Tesla today began the first steps in making Elon Musk’s South Australian promise come true, as they confirmed that they are beginning to produce the world’s largest lithium-ion battery in South Australia.
They will be partnering with the South Australian government and French wind farm developer Neoen to supply a 100-megawatt battery, 60% greater than the world’s current largest battery energy storage system, located in California.
The announcement comes in response to South Australia’s electricity blackouts late last year and Musk’s own guarantee to produce the storage system 100 days from contract signature.
Tesla will get the system installed and working 100 days from contract signature or it is free. That serious enough for you?

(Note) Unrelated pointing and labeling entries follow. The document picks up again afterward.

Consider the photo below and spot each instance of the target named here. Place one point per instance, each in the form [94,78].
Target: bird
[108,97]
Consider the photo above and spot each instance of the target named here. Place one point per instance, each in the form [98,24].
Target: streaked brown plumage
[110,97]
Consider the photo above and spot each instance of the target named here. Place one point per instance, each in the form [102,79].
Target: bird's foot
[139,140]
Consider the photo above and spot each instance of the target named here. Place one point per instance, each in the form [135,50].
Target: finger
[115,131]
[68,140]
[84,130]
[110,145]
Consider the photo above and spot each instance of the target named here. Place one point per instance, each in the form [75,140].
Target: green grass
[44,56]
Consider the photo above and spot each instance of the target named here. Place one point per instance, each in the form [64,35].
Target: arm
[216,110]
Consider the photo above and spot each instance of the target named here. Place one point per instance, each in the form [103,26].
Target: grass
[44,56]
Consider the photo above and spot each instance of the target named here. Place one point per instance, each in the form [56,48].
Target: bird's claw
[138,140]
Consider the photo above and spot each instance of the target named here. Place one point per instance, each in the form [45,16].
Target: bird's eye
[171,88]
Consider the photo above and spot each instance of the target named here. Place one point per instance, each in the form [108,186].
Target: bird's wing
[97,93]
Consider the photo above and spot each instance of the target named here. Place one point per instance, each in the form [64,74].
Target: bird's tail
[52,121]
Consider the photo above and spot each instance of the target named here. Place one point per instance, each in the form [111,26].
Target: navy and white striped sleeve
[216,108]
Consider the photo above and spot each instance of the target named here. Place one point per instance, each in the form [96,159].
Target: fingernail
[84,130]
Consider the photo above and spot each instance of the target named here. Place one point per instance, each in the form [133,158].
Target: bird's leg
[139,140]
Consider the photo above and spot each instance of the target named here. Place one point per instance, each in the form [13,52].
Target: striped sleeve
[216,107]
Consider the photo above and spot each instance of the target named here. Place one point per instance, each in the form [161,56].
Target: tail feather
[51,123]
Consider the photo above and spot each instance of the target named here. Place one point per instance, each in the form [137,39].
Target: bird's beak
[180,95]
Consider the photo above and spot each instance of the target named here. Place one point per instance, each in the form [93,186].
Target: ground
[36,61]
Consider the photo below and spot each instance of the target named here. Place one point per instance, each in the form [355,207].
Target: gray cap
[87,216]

— Elon Musk (@elonmusk) March 10, 2017
In Tesla’s announcement they made their ambitions clear, ensuring that another blackout like those of the past summer never occur again.
“Upon completion by December 2017, this system will be the largest lithium-ion battery storage project in the world and will provide enough power for more than 30,000 homes, approximately equal to the amount of homes that lost power during the blackout period.”
The battery tender agreement is part of South Australian Premier Jay Weatherill’s $550 million energy plan announced in March.
Tesla emphasised the significance of this deal, as it will transform South Australia to not only a domestic leader, but an international front-runner, when it comes to renewable energy solutions.
“Tesla Powerpack will charge using renewable energy from the Hornsdale Wind Farm and then deliver electricity during peak hours to help maintain the reliable operation of South Australia’s electrical infrastructure.
“The Tesla Powerpack system will further transform the state’s movement towards renewable energy and see an advancement of a resilient and modern grid.”
Mr Weatherill echoed these thoughts, also pointing out that it will reduce prices in South Australia’s electricity network.
“It will completely transform the way in which renewable energy is stored, and also stabilise the South Australian network as well as putting downward pressure on prices,” he said.
“It opens up new opportunities for renewable energy in this state, in this nation, and around the world, to be dispatchable [to be used].”
The lithium-ion battery, set to be ready in December 2017, is a giant leap for South Australia, as well as the nation as a whole, in encouraging progressive ideas and turning them into reality.